Keeping up with the FITs, 4/9
Richard Hanania on having kids; Michael Huemer on evil; Tyler Cowen on changes since 1950; Kling on Luca Dellanna; Glenn Loury with comedians (superb!)
Hertz argues that since people are having smaller families, we need to ask ourselves how to replace the meaning they used to find in children, siblings, and cousins by encouraging them to find ways “to care for people who are not necessarily linked to them by blood.” To me, this sounds like asking “how can we enjoy eating in a world where we have dulled our sense of taste?” or “how can we enjoy sexual pleasure after we’ve castrated ourselves?” Blood relations, and the pair bonds that help create them, are not one form of social connectedness we can just exchange for something else once we don’t want to bother with the hassle of getting married and making babies anymore. Procreation and family formation are the evolutionary reasons love exists in the first place, and there is little to suggest that we can replace these things through government sponsored initiatives that seek to connect us to those we are not either having sex with or related to.
An under-discussed problem with today’s floofy genders is that they run contrary to having children. I’ll bet that in the long run a person’s life will be more fulfilling with grandchildren than with gender-reassignment surgery.
a certain portion of people (disproportionately male, btw; see https://fakenous.net/?p=2223, https://fakenous.net/?p=2207) have a relatively low threshold for feeling hostility toward other people. I.e., it doesn’t take much to get them angry or feeling as though violence is called for. These people don’t know why they feel this, and they usually don’t even know that there’s anything wrong; to them, their high level of aggression just seems normal.
(ii) Because of this background aggression, when they hear a belief system that tells them that violence and other harm directed at some person or group is called for, these people feel attraction.
The Census data shows that of the nation's 10 largest cities in 1950, only New York City and Los Angeles went on to have larger populations in 2020. The other eight -- Chicago, Philadelphia, Detroit, Baltimore, Cleveland, St Louis, Washington, D.C., and Boston -- all saw their populations fall in the following seven decades.
This is even more striking when you consider that the entire U.S. population more than doubled over this period. I think it is important to remember that as of 1950 manufacturing production workers were the largest occupational category, and as of 1950 inner cities in the Northeast still hosted many large factories. For example, St. Louis was important in automobiles, shoes, and of course beer.

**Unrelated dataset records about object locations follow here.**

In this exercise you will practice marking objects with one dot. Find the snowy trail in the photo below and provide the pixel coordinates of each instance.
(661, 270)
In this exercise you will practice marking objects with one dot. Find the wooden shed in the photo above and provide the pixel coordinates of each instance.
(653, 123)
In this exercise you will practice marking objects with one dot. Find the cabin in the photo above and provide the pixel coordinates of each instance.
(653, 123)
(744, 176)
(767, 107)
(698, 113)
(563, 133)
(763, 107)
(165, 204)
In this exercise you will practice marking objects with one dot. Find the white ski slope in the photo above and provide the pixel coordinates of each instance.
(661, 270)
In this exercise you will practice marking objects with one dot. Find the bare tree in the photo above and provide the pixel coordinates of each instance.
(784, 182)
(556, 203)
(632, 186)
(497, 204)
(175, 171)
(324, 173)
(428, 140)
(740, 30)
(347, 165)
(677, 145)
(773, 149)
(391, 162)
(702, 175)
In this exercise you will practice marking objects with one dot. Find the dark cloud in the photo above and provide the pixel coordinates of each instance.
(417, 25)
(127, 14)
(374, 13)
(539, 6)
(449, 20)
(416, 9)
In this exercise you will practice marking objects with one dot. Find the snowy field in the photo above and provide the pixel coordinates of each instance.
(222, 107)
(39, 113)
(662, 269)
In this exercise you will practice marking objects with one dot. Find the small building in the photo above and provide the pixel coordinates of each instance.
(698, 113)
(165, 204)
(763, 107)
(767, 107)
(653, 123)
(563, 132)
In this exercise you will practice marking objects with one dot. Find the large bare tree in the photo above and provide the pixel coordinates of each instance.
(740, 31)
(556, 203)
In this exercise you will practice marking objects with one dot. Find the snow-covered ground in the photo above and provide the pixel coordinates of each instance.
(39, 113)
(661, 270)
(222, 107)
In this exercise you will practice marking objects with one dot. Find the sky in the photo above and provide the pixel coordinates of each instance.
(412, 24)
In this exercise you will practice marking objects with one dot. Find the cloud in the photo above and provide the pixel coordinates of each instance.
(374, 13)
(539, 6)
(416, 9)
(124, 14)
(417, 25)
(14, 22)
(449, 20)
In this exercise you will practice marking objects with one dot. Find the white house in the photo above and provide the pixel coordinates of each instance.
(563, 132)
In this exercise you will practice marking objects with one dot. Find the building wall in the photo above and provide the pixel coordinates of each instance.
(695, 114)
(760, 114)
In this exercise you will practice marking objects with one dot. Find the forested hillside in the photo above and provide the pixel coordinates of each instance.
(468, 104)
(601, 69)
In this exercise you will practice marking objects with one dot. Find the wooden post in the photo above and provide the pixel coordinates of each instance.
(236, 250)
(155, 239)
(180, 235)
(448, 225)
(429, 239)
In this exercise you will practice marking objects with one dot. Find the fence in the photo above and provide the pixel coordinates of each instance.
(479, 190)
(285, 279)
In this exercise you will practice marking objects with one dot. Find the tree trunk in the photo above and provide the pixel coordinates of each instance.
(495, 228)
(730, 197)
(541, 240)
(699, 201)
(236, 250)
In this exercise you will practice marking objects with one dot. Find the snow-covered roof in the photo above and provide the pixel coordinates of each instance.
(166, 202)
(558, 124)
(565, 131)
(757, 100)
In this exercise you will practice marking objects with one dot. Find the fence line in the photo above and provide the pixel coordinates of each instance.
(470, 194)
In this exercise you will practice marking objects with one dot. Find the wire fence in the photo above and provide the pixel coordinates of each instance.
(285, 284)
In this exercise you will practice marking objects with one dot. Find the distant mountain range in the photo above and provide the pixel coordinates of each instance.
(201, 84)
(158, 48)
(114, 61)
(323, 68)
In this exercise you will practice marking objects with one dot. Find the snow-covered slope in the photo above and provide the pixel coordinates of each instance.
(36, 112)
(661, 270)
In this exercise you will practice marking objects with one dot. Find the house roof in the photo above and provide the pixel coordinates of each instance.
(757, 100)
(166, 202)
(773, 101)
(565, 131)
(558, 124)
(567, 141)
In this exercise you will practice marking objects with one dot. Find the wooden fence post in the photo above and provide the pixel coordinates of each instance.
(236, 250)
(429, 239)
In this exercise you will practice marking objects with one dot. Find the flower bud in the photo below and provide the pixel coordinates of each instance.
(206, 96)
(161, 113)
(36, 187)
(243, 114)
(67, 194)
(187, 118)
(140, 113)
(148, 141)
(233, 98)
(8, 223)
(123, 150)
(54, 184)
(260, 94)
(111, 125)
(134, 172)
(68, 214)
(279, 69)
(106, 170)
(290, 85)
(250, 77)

Since 1950, productivity in manufacturing has increased so rapidly that even though we produce more today, we use a smaller work force in that sector. The big northeastern cities of 1950 consequently lost a lot of jobs. New York and LA compensated for the loss of manufacturing jobs by expanding in finance and entertainment.
Air conditioning was another factor. The population gains in the South and Southwest would not have taken place without it.
Finally, suburbanization affects the numbers. Some of the Northeast cities gained population if you look at the entire metropolitan area. But the cities as defined by their political boundaries lost people to the suburbs. LA and NY are more broadly defined geographically than St. Louis or Detroit. LA and NY contain sections that in other cities would be defined as suburbs.
Our beliefs are affected by our desire to affiliate with others. When the affiliation is strong, the beliefs are strong:
The more costly it is to hold and express a belief, socially or financially, the more loyalty it generates within the few sharing it. p. 175
To me, this suggests the mechanism holding cults and religions together. Their shared costly beliefs are a binding force.
There is much of interest in the review, and in the book itself.
Glenn Loury, Coleman Hughes, and Roland Fryar take to a stage along with several comedians, to talk about free speech and comedy. Self-recommending, as Tyler would say. Must-see TV. About minute 27, Fryar says that comedians are the best social scientists. Around minute 49, they discuss the issue of corporate leaders needing a backbone. Around minute 52, Sam Jay gives a stirring speech.